Tests anténatals : vers un eugénisme industriel ?

Publié le : 17 septembre 2010

Dans Liberté Politique, Pierre-Olivier Arduin revient sur l’actuel travail de perfectionnement des tests de diagnostic prénatal qui fait craindre une forte accélération de l’eugénisme anténatal. Les industries biotech mettent actuellement au point "une méthode fiable de routine" visant à détecter "la plupart des anomalies génétiques et chromosomiques humaines à partir d’une simple prise de sang chez la mère" (Cf. Synthèses de presse d’août 2009, du 30/06/10, du 09/09/10).

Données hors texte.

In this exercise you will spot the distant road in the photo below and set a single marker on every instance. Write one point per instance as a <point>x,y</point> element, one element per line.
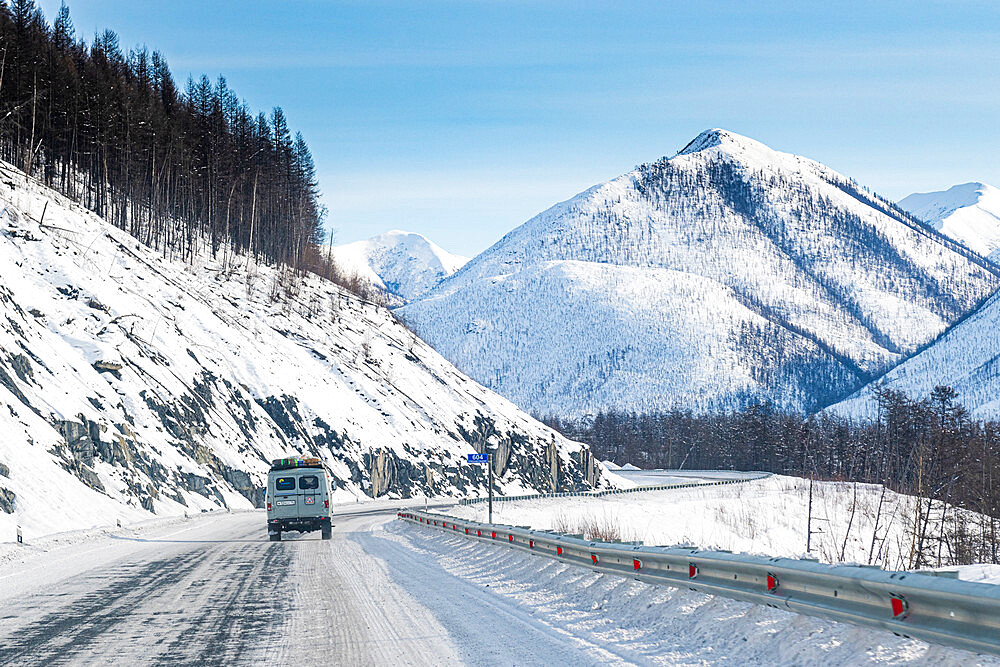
<point>653,477</point>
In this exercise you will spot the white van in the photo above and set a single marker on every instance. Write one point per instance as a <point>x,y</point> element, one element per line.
<point>298,497</point>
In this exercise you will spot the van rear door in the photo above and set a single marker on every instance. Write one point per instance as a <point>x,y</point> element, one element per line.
<point>285,495</point>
<point>309,490</point>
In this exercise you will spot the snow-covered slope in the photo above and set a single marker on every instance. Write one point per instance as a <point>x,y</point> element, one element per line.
<point>402,263</point>
<point>966,358</point>
<point>727,273</point>
<point>968,213</point>
<point>131,382</point>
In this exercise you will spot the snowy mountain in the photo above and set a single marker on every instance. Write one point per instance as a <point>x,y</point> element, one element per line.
<point>966,358</point>
<point>133,383</point>
<point>968,213</point>
<point>727,273</point>
<point>402,263</point>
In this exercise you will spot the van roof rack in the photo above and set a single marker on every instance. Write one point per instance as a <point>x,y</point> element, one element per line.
<point>296,462</point>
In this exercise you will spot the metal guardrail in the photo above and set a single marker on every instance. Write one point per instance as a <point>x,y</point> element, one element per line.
<point>946,611</point>
<point>616,492</point>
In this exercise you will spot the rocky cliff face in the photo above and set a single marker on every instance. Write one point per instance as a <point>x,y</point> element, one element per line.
<point>132,383</point>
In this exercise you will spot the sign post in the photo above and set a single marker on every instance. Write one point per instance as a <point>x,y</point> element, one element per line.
<point>485,458</point>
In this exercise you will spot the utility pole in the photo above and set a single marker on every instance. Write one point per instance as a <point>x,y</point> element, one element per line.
<point>809,520</point>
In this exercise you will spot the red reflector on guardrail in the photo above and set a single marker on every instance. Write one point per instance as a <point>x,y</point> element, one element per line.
<point>899,606</point>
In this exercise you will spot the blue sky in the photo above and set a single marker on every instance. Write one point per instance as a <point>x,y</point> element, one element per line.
<point>460,120</point>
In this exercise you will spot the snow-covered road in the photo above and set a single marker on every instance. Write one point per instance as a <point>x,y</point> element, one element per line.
<point>213,591</point>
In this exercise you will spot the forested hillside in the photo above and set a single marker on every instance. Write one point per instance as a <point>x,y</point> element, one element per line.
<point>174,168</point>
<point>928,447</point>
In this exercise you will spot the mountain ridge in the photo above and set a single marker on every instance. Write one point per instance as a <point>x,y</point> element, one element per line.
<point>852,281</point>
<point>135,383</point>
<point>405,264</point>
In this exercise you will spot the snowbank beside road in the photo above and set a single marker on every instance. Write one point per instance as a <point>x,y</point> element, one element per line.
<point>851,523</point>
<point>616,620</point>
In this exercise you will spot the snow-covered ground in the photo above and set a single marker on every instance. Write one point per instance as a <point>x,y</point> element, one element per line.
<point>212,590</point>
<point>766,517</point>
<point>136,382</point>
<point>611,619</point>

On constate que le dépistage de la trisomie 21 est déjà passé à la vitesse supérieure depuis l’arrêté du 23 juin 2009 "fixant les règles de bonnes pratiques en matière de dépistage et de diagnostic prénatals avec utilisation des marqueurs sériques maternels de la trisomie 21" (Cf. Synthèse de presse du 03/07/09 ). Ce dépistage précoce combine échographie et dosage des marqueurs sériques maternels avant la fin du troisième mois de grossesse. Il consiste en un calcul statistique qui sera suivi d’un diagnostic établi au moyen de méthodes invasives risquées (amniocentèse ou choriocentèse), si le risque est supérieur à 1 sur 250. Dépistage et diagnostic sont encore deux étapes indépendantes dans ce système.

Les recherches actuelles d’un test précoce du sang maternel vise à "faire du dépistage et du diagnostic une seule et même étape". Start-up pharmaceutique et acteurs des biotech sont déjà sur "le pied de guerre pour mettre sur le marché ‘le diagnostic prénatal de la trisomie 21 non invasif’", prévoyant des retombées financières juteuses.

En France, le Conseil d’Etat avait pourtant reconnu en 2009 que l’eugénisme pouvait se manifester comme "résultat collectif d’une somme de décisions individuelles convergentes prises par les futurs parents" (Cf. Synthèse du 06/05/09).  Il ajoutait que la suppression de 96% des enfants trisomiques 21 dépistés révélait l’existence d’ "une pratique individuelle d’élimination presque systématique".

Le test sanguin se développe actuellement selon deux approches : l’analyse des cellules foetales ou l’analyse de l’ADN foetal recueilli dans le sang maternel. La première utilise une méthode originellement destinée à détecter des cellules tumorales, la méthode ISET (pour isolation by size of epithelial tumor cells). Le test ISET conjugue "une technique de filtrage permettant d’amplifier le taux de cellules fœtales et un séquençage de l’ADN cellulaire recueilli après microdissection". Sa fiabilité pour le dépistage de la mucoviscidose a été validée par une équipe de l’hôpital Necker-Enfants malades, sous la responsabilité du Pr Patrizia Paterlini-Bréchot. Selon celle-ci, cette méthode serait applicable à toute anomalie chromosomique ou maladie génétique. La deuxième approche se fonde sur l’étude de l’ADN foetal extrait du sang maternel et analysé par des séquenceurs à haut débit. Des chercheurs de l’université de Stanford aux Etats-Unis ont commencé de vastes essais pour valider ce procédé.

Des chercheurs entrevoient déjà la mise en place "de plates-formes combinant plusieurs analyses afin de cribler l’essentiel des pathologies génétiques et chromosomiques humaines". "Passer à l’étape industrielle" est la perspective envisagée par de nombreuses firmes.

Une amplification de l’eugénisme anténatal se dessine car "l’alliance monstrueuse entre la discrimination par le génome et l’efficience technique est porteuse d’une puissance considérable de traque des individus ‘non conformes’". Pierre-Olivier Arduin évoque le juriste Roberto Adorno qui prévoit les répercussions considérables de l’eugénisme sur les relations interpersonnelles : "les enfants étant de moins en moins désirés pour eux-mêmes, on assisterait selon lui à une transformation progressive de l’idée même de paternité qui deviendra conditionnelle". Il devient plus que nécessaire de considérer à nouveau la condition fragile de l’être humain : " ‘seul un monde qui permet aux hommes de vivre et d’être acceptés avec leurs propres handicaps et limites est, à long terme, un monde humain, un monde qui n’exige pas la perfection pour reconnaître le droit de vivre, un monde dans lequel la compassion et l’amour sont appelés à jouer un rôle dans les relations réciproques’ ".